# to those running co2



## cozmo1 (Jul 6, 2005)

can you all post pics of you pressurized co2 systems? also, what is your bubble count and where do you have your gauges set at?
thank you


----------



## DiPpY eGgS (Jun 3, 2005)

Hi. Welcome to APC!

Sorry this pic is blurry, but here is my CO2 setup. The guage on the left is set @ approximately 75psi, and on the right is @ 10psi. 
I believe the left one on my setup just has to have some sort of reading, and the right one needs to be around 10.. IT is a Milwaukee regulator with the SMS122 controller, so I don't have to worry about bubble count.. It just shuts off when the pH gets to the set level. Anyway, I have it set @ about 1-2 per second.


----------



## cozmo1 (Jul 6, 2005)

thanks for the pic dippy. i'm pretty familiar with the milwaukee regulators so adjusting should be no problem. so in general, the settings should be 75 and about 10 psi?
thanks


----------



## Jason Baliban (Feb 21, 2005)

The left guage will vary depending on the temp of the room.
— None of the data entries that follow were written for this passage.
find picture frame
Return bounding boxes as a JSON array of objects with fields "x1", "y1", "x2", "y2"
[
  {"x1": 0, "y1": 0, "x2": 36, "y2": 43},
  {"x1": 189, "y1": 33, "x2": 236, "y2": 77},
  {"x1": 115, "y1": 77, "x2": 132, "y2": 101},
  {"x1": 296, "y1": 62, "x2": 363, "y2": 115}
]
You really cannot control this guage. I run the guage on the right at about 25 psi.
jB


----------



## cozmo1 (Jul 6, 2005)

thanks jason.


----------



## Sir_BlackhOle (Jan 25, 2004)

Mine is set at 20psi and the needle valve controlls the bubble count. I believe its running at around 2 or 3 bbs at the moment w/ an eheim diffuser.


----------



## cozmo1 (Jul 6, 2005)

Sir_BlackhOle said:


> Mine is set at 20psi and the needle valve controlls the bubble count. I believe its running at around 2 or 3 bbs at the moment w/ an eheim diffuser.


thank you.


----------



## Jason Baliban (Feb 21, 2005)

Np Coz,

the left guage just measures the pressure in your co2 tank. As i said, this will vary from the temp of the room the tank is in. The right guage is adjustable.....
jB


----------



## DiPpY eGgS (Jun 3, 2005)

I came back to see if you had any questions, but it got covered nicely.. ya, what they said LOL


----------



## cozmo1 (Jul 6, 2005)

thanks dippy and jason.


----------



## trenac (Jul 16, 2004)

5lb canister set at about 2-3 BPS... The regulator is used by welders so it is calibrated for flow, no PSI.


----------



## JanS (Apr 14, 2004)

This one is a 5# with a Milwaukee regulator, set at about 2 - 3 BPS, with a controller. Much of it depends on what levels you're looking to attain, and how high your KH is, as to where you set your BPS rate. 
This particular cylinder is secured to the stand since it's not enclosed, and I don't want to invite any mishaps.


----------



## Heather Gladney (Sep 5, 2004)

Guys at the welding store blew out my Milwaukee regulator by overfilling the main tank, which blew out the overflow valve in it permently (yeah, they tried to repair it, worked briefly. Now that's a whistle I won't forget in a hurry!)
No replacement parts, said the bubble counter/solenoid assembly had a weird French threading they couldn't duplicate (can you say imports?), and my original source said Milwaukee wasn't supporting their product for as long as originally claimed, so I was over warranty. I liked it, as the setup with solenoid to controller had bubble counter, even though I was constantly replacing water in the counter and it was a pain.
But I didn't feel like repeating that $80 experience, so went with separate parts from various online sources: separate needle valve and solenoid and a new regulator, using same controller, no bubble counter, works fine.
The shop guys felt so bad they clamped up proper new hose fittings for me, too.
(guilt=good!)
Just got to remember to keep the pH meter's probe calibrated and replace the probe now and then!


----------